The Development, Climate, and Nature Crisis

The Development, Climate, and Nature Crisis

The world is facing a triple crisis—in development, climate, and nature— and climate action is off track. Poor governance, limited access to finance, and political economy barriers are slowing down progress. Countries are not reducing emissions or building resilience fast enough, which is putting development achievements at risk. But beyond these grim headlines, there are increasingly clear opportunities to achieve development and climate double wins and there is a better understanding of the challenges that can turn these opportunities into trade-offs. That’s what the World Bank’s Country Climate and Development Reports (CCDRs) intend to capture: identifying opportunities for each country and priorities for investments and reforms.
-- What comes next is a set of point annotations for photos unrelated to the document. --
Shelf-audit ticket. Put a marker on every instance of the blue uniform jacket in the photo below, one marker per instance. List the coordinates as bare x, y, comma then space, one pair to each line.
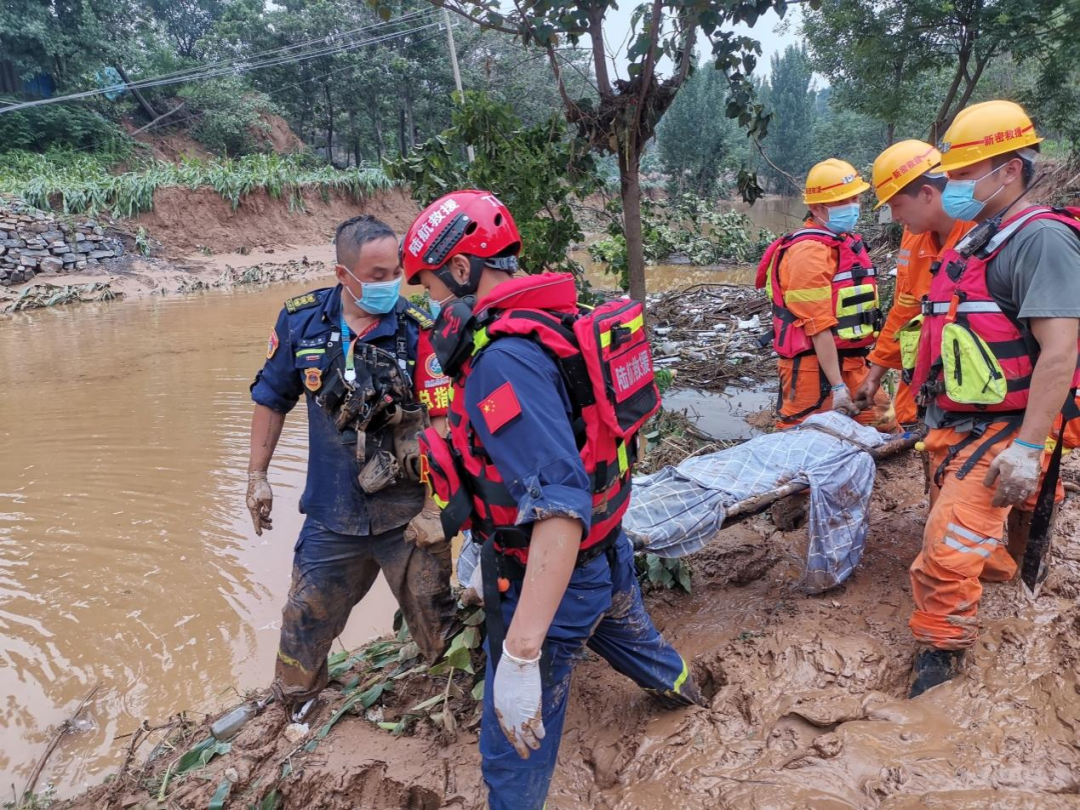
535, 453
304, 340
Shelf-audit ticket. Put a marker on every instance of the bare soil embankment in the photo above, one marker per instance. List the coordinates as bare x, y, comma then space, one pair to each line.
187, 220
199, 242
808, 703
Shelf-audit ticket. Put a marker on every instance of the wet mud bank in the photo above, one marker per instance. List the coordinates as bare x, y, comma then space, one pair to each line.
807, 702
The CCDRs published so far, covering 42 economies, highlight how development and resilience can be mutually reinforcing, with development contributing to resilience, and resilience safeguarding development gains from increasingly frequent crises. They also show that countries are not capturing readily available opportunities to adapt to climate change and improve people’s lives, health, and safety by building more resilient economies. CCDRs identify many adaptation interventions with high economic and social returns. However, even these interventions cannot prevent all risks and impacts from climate change, and an acceleration of global GHG emission reductions is an imperative.

Fortunately, there are many synergies between GHG emission reductions, development, and resilience, ranging from higher energy efficiency, low-cost renewable energy, reduced methane emissions, better air quality and less congested cities. Thanks to those, CCDRs find that low-emission development can foster similar—or even faster—economic growth and poverty reduction as current development pathways. But this requires a supportive enabling environment and macroeconomic context, welldesigned policies, management of negative impacts in some sectors, communities, and regions, and stronger financial and technical support from the international community.

Resilient low-emission development requires large investments, with annual incremental needs in developing countries estimated at 0.4–10 percent of GDP, with larger needs in lower-income countries. The private sector has a key role to play in meeting these investment needs, and can also deliver innovation, faster technology adoption, and new business models. To incentivize private sector involvement, countries need to develop an appropriate legal and institutional framework and provide adequate concessional resources to mitigate credit, foreign exchange, or market risks when it is needed.

Recently published CCDRs in the major global forest basins, covering 56 percent of the world’s tropical forests, show that addressing forest loss, boosting carbon sequestration, and working with nature are vital to achieve global climate change and development objectives. Action on land use in seven CCDR countries alone could increase forest cover by 63 million hectares compared with a business as usual. This would reduce global annual GHG emissions by 2.7 gigatonnes of carbon dioxide equivalent by 2050, representing almost 6 percent of today’s emissions. But there are economic, distributional, and political challenges to achieving this, and success requires action to be thoughtfully positioned within wider development efforts for forested areas, combined with action on agriculture and the rest of the economy, and supported by international payments for the ecosystem services forests provide globally.

Capturing the opportunities identified in CCDRs will not be easy. A just transition toward resilient, lowemission development requires improved governance and better spending efficiency. CCDRs identify opportunities for countries to strengthen their legal, institutional, and regulatory framework and ensure they spend existing resources better, including by repurposing energy, water, and agriculture subsidies, and through trade policy reforms.

CCDRs offer a rich layer of climate-informed analysis to boost our engagements with governments, and public and private stakeholders. They help select priorities for country action, the World Bank portfolio and potential financing. And they contribute foundational knowledge to global debates on how to align climate and development, providing substantive guidance to delivering a world free of poverty on a livable planet.